Em regra, o colaborador deve indicar alguém hierarquicamente superior dentro da organização criminosa, trazendo fatos desconhecidos e apontando meios de prova. O nascimento deste instrumento de investigação remete ao Common Law, originado no Reino Unido e que consiste no sistema jurídico baseado em costumes e que leva em consideração, principalmente, julgados anteriores sobre o tema.
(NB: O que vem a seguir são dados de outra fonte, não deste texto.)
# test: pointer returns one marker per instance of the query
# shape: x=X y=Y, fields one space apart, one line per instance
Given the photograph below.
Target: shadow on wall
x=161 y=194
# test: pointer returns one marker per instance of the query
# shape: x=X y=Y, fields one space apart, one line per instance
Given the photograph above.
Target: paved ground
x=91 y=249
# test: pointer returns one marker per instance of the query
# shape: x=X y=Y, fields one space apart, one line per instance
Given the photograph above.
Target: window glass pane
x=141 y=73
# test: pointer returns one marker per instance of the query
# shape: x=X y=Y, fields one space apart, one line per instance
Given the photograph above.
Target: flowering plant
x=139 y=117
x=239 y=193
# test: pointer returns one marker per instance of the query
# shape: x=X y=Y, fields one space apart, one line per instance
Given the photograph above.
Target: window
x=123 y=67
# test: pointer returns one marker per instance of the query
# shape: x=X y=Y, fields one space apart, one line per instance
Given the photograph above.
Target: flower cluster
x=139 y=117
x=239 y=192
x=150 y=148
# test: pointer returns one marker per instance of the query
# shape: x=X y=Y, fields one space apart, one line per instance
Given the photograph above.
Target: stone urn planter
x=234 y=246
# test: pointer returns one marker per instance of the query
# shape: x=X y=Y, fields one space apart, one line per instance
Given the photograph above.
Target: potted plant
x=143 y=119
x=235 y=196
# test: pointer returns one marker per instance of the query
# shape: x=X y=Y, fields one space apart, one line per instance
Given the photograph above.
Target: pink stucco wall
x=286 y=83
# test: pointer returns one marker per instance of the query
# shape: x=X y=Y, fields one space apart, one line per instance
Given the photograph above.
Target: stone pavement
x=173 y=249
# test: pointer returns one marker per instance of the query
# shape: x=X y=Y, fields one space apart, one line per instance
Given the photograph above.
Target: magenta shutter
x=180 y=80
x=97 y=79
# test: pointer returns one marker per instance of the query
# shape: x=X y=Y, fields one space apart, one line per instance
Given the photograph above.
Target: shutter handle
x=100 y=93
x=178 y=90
Lá surgiu o plea bargain (ou bargaining), que consistia, basicamente, na diminuição da pena em decorrência da assunção da culpa pelo acusado.

 

O maior alcance deste sistema, no âmbito mundial, deu-se na atuação do juiz italiano Giovanni Falconi, famoso por dar início às investigações contra a organização criminosa Cosa Nostra. “Dar início” porque o magistrado foi vítima de homicídio antes de completar seu legado, qual seja a deflagração da Operação Mani Pulite (mãos limpas).

 

No direito brasileiro, as “delações” são previstas em alguns institutos legais. Citamos, inicialmente, o dispositivo do Código Penal que trata do crime de extorsão mediante sequestro e prevê redução de pena para “o concorrente que o denunciar à autoridade, facilitando a libertação do sequestrado”.

 

O instituto também se fez presente em outros dispositivos legais, como a Lei de Crimes Hediondos, Lei de Crimes Contra o Sistema Financeiro Nacional e Contra a Ordem Tributária, Lei de Crimes de Lavagem de Capitais, Lei de Drogas, Lei de Crimes Contra a Ordem Econômica (neste caso chama-se acordo de leniência), entre outros.

 

No entanto, apesar das previsões acima, sua aplicabilidade plena convergiu com a publicação da Lei n.º 12.850/13, que finalmente trouxe verdadeiro cronograma a ser seguido em uma delação premiada, suprindo lacunas legislativas pretéritas. A Lei que trata das investigações em crimes praticados por Organização Criminosa finalmente positivou o binário voluntariedade e efetividade.

 

A característica de uma colaboração efetiva leva em conta, logicamente, seu resultado, que pode recair na delação que aponta demais membros do bando, desvelar sua organização hierárquica (fundamental, não só, para a fixação da pena), prevenir a prática de novas infrações, recuperar o fruto pecuniário da ação criminosa ou ainda levar à localização de alguma vítima (neste caso confunde-se com o disposto no Código Penal no tocante ao crime de extorsão mediante sequestro). Mas o ponto mais importante desta norma consiste no reconhecimento legislativo de que a Colaboração Premiada é instituto que se presta a auxiliar as investigações criminais.

 

Infelizmente, justo neste diapasão, a Procuradoria Geral de República buscou manifestação da Corte Suprema sob a alegação de que uma colaboração conduzida por Delegado de Polícia de carreira seria inconstitucional. Ora, se o Delegado de Polícia é a autoridade com o mais íntimo contato com as investigações, seria absurdo subtrair-lhe essa “ferramenta de trabalho”.

 

Desta forma, decidiu o Supremo Tribunal Federal ao encerrar o julgamento da ADI n.º 5508, ovacionando a carreira jurídica do Delegado de Polícia e colocando fim a eventual discussão sobre o tema ao definir que a Autoridade Policial pode firmar acordo de Colaboração Premiada, nos moldes da Lei n.º 12.850/13, sobre o qual o Ministério Público deve opinar, cabendo ao Juiz a decisão de homologar, ou não, o acordo.

 

Finalmente, apesar do notório avanço do instituto, que se firmou como importante mecanismo de investigação, é importante ressaltar que o instrumento deve ser utilizado com extrema cautela, pois, na essência, consiste simplesmente em “negociar com um criminoso”.

 

Cassiano Ribeiro Oyama é Delegado de Polícia Civil, titular da DHPP de Palmas, formado em Direito pela PUC-PR e pós-graduado pela Escola da Magistratura do Paraná.